In short, he didn't correspond to their image of the ideal Soviet. Consider Rashid Nezhmetdinov (1912-1974), a brilliant Russian chess player whom the government only allowed to compete internationally once (Bucharest, 1954). Why did the Soviet regime refuse to support his career? In large part, this owed to his Tatar ethnicity and birth in modern-day Kazakhstan. He wasn't Russian enough.

Now consider Garry Kasparov, born Garik Weinstein, in Azerbaijan. Garik's father was Jewish, and his mother was Armenian.
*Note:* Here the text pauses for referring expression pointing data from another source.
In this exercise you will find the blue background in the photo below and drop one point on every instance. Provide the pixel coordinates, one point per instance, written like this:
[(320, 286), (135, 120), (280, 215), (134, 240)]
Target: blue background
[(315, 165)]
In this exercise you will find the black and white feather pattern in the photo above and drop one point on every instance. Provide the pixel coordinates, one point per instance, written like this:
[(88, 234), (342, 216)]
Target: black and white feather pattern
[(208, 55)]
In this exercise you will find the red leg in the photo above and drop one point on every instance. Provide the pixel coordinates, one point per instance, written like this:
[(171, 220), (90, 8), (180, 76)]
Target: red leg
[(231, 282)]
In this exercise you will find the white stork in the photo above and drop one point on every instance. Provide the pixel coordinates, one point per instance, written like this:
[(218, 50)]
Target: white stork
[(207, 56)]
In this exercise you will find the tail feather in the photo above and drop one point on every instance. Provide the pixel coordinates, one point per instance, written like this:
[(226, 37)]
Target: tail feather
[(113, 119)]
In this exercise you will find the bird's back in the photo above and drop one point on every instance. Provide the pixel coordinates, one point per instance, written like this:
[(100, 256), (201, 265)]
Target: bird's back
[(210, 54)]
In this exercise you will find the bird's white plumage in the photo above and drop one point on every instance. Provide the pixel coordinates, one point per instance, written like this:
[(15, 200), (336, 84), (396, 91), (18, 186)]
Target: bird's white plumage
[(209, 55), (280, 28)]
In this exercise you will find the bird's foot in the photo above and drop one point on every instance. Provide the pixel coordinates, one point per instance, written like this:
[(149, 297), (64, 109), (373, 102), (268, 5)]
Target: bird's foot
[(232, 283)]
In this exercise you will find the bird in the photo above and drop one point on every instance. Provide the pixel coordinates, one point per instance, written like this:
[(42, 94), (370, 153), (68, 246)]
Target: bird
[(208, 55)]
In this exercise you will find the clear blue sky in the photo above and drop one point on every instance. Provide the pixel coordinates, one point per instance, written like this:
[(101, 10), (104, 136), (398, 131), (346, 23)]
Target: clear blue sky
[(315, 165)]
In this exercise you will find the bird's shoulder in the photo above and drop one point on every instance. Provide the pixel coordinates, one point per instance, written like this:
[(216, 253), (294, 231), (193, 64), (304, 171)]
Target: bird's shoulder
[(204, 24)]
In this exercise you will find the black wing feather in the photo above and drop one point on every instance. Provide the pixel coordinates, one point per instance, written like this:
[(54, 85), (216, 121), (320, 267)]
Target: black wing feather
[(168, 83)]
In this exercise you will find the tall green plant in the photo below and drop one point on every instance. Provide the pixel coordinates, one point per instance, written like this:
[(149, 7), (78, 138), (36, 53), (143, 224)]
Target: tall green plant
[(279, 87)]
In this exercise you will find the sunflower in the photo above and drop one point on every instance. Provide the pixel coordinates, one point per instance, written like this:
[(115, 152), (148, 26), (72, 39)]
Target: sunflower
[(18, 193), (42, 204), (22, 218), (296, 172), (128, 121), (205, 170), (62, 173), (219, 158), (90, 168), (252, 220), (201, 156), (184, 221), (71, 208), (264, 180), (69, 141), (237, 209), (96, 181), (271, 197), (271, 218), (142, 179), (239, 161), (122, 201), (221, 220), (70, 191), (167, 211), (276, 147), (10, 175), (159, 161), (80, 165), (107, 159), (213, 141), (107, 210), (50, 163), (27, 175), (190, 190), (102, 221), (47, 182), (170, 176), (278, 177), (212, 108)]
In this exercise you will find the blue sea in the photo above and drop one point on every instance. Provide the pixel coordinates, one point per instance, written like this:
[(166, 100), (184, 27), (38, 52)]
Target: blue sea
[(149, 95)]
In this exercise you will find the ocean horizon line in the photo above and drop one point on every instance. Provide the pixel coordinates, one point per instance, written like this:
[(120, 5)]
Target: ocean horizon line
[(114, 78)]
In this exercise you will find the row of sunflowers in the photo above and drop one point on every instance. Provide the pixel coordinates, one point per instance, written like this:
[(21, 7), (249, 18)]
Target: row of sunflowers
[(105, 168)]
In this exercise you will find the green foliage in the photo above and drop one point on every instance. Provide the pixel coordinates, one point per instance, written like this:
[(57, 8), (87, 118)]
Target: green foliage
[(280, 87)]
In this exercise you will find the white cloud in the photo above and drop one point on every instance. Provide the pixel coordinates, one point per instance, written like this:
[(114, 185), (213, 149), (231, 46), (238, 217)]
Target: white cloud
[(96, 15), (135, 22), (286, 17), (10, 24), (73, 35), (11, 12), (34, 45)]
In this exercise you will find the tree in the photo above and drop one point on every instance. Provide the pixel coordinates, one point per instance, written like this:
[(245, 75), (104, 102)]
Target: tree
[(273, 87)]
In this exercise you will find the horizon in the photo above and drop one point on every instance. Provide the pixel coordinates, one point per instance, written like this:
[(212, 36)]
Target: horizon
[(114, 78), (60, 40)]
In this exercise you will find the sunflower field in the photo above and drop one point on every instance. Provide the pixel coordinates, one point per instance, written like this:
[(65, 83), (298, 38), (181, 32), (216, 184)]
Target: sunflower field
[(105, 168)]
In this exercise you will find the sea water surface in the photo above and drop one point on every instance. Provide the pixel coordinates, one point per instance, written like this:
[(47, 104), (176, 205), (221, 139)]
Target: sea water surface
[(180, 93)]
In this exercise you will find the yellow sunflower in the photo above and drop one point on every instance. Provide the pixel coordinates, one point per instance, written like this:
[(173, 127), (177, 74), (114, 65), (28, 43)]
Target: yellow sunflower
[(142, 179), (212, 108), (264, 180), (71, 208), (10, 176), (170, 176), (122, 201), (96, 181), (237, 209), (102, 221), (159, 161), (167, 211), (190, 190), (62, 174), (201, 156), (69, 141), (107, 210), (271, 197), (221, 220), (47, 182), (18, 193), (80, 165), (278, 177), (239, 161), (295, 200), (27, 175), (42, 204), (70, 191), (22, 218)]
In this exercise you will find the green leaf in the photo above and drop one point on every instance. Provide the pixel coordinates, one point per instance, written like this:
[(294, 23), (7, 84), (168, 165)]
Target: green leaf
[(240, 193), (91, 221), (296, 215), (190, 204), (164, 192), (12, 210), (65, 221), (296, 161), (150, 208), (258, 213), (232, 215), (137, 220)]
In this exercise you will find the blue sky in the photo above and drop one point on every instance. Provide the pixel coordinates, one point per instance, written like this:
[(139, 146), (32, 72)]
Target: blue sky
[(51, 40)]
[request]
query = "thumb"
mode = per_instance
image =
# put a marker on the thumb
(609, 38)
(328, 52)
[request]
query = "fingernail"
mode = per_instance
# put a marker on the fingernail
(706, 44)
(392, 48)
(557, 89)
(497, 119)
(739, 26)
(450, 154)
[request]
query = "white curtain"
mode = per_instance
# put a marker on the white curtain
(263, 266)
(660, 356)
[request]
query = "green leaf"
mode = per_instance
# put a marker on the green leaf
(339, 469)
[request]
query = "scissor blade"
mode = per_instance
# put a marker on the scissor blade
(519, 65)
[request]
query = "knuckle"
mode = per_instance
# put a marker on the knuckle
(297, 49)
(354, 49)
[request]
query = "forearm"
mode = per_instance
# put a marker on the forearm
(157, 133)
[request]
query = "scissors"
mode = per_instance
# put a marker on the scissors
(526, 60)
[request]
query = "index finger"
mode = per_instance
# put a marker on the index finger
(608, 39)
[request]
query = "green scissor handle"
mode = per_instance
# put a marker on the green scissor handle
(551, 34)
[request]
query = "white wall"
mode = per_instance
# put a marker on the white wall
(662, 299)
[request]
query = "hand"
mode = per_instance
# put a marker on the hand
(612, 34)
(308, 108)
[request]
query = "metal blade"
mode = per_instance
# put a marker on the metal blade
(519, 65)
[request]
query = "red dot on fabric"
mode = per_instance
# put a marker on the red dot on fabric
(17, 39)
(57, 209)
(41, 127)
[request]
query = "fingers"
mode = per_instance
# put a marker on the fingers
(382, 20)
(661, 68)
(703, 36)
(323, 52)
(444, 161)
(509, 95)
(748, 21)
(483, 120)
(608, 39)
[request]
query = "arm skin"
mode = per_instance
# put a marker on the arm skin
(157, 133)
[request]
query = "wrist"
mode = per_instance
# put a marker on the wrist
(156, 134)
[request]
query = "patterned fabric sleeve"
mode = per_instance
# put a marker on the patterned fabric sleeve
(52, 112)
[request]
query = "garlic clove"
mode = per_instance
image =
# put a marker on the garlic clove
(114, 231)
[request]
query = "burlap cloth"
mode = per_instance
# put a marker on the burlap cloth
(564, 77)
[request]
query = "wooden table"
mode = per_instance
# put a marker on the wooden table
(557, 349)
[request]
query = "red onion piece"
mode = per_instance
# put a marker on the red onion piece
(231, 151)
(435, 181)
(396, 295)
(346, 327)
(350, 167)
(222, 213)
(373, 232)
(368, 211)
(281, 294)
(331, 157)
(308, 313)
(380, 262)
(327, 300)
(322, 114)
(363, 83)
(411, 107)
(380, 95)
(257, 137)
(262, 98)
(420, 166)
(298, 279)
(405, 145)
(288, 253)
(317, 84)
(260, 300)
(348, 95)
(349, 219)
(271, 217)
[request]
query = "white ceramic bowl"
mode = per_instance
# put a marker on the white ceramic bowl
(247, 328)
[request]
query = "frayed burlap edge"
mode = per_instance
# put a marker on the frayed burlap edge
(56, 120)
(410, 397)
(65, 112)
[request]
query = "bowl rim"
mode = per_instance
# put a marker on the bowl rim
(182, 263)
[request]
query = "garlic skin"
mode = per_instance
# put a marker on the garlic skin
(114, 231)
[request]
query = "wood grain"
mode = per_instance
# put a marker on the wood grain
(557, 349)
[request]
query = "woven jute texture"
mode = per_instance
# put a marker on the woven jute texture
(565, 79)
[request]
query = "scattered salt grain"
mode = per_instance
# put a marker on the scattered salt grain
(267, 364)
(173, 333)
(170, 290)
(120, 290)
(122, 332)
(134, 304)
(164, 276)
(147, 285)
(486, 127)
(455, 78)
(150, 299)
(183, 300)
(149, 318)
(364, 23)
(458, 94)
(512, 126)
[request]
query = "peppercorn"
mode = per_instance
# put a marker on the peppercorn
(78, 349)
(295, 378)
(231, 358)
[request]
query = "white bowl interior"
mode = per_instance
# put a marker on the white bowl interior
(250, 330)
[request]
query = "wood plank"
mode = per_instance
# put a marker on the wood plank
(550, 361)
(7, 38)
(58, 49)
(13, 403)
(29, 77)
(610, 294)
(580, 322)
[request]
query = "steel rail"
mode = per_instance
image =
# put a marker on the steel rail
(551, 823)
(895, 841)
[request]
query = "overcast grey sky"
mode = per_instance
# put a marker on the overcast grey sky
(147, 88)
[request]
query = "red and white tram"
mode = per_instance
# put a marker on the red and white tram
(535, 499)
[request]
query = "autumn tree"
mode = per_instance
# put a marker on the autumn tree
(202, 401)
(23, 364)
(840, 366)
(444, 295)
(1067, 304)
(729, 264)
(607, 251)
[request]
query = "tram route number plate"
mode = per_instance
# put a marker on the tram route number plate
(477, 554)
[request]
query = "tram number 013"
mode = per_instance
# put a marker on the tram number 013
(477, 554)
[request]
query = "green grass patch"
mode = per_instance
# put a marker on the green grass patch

After Garry showed significant potential, including an invitation to study in Michael Botvinnik's school, he changed his last name from Weinstein to Kasparov (his mother's last name is Kasparova). In his 1987 autobiography Child of Change, Kasparov notes, "People are puzzled that I changed my name from Weinstein to Kasparov around the age of eleven and assume this was to disguise my Jewish background. This is quite wrong. In any event, taking an Armenian name was simply exchanging one minority from another. It made no difference politically." (24). However, in his 2011 autobiography/collection of chess games Garry Kasparov on Garry Kasparov, Volume I (1973-1995), Kasparov contradicts himself by noting his family had a "family council of the Weinsteins and Kasparovs" in August, 1975, after his trainer, Alexander Nikitin, had insisted on the change. Kasparov quotes Nikitin extensively: "A year before that, with Botvinnik's agreement, I began insistently trying to convince [Kasparov's mother] of the need to change her son's surname. I had no doubts about the boy's brilliant chess future. From my work in the USSR Sports Committee, I knew what inexplicable problems, not at all to do with chess, could suddenly be encountered by a youth with an "incorrect" surname, and how his sports career could be imperceptibly hindered or even altogether ruined. My fears were justified: much has now been written about the latent anti-Semitism, especially in the upper echelons of Soviet Power. I am convinced that Garry Weinstein would not have got through to a world championship match with Anatoly Karpov either in 1984 or in 1987. They would not have allowed it." (45-46)

So Kasparov knew that his Jewish-Armenian descent, coupled with his connection to a far-flung region of the USSR (Azerbaijan) meant that he was the outsider. You may know the 1984 world championship match against Karpov went on for months, and was eventually called off by chess' organizing body, FIDE. As a result, Karpov retained his title. Kasparov is convinced that this was a conspiracy between FIDE and the Soviet government, to prevent him from becoming world champion. In Child of Change, Kasparov alleges that the President of FIDE "intervened with the connivance of the Soviet chess authorities to save their champion..." (2). Kasparov later elaborates that "My thesis in this book is that the arrival of Anatoly Karpov, who inherited the world title without having to struggle for it, coincided with a period in Soviet life that was marked by bureaucratic inertia and corruption. He associated himself with conservative forces in an alliance designed to maintain power for himself and for those who clung to his coat-tails. He ruled like a Czar of chess and resisted, by fair means or foul, any bid to usurp his throne. In doing this he managed to borrow the full apparatus of power of the Soviet state." (5).

Now Kasparov is prone to hyperbole, and you do have to take what he says in Child of Change with a huge grain of salt. Kasparov equates Karpov to Sauron, for example. But he certainly provides an explanation, at least from Kasparov's perspective, for why the Soviet chess establishment sought to prevent him from becoming champion.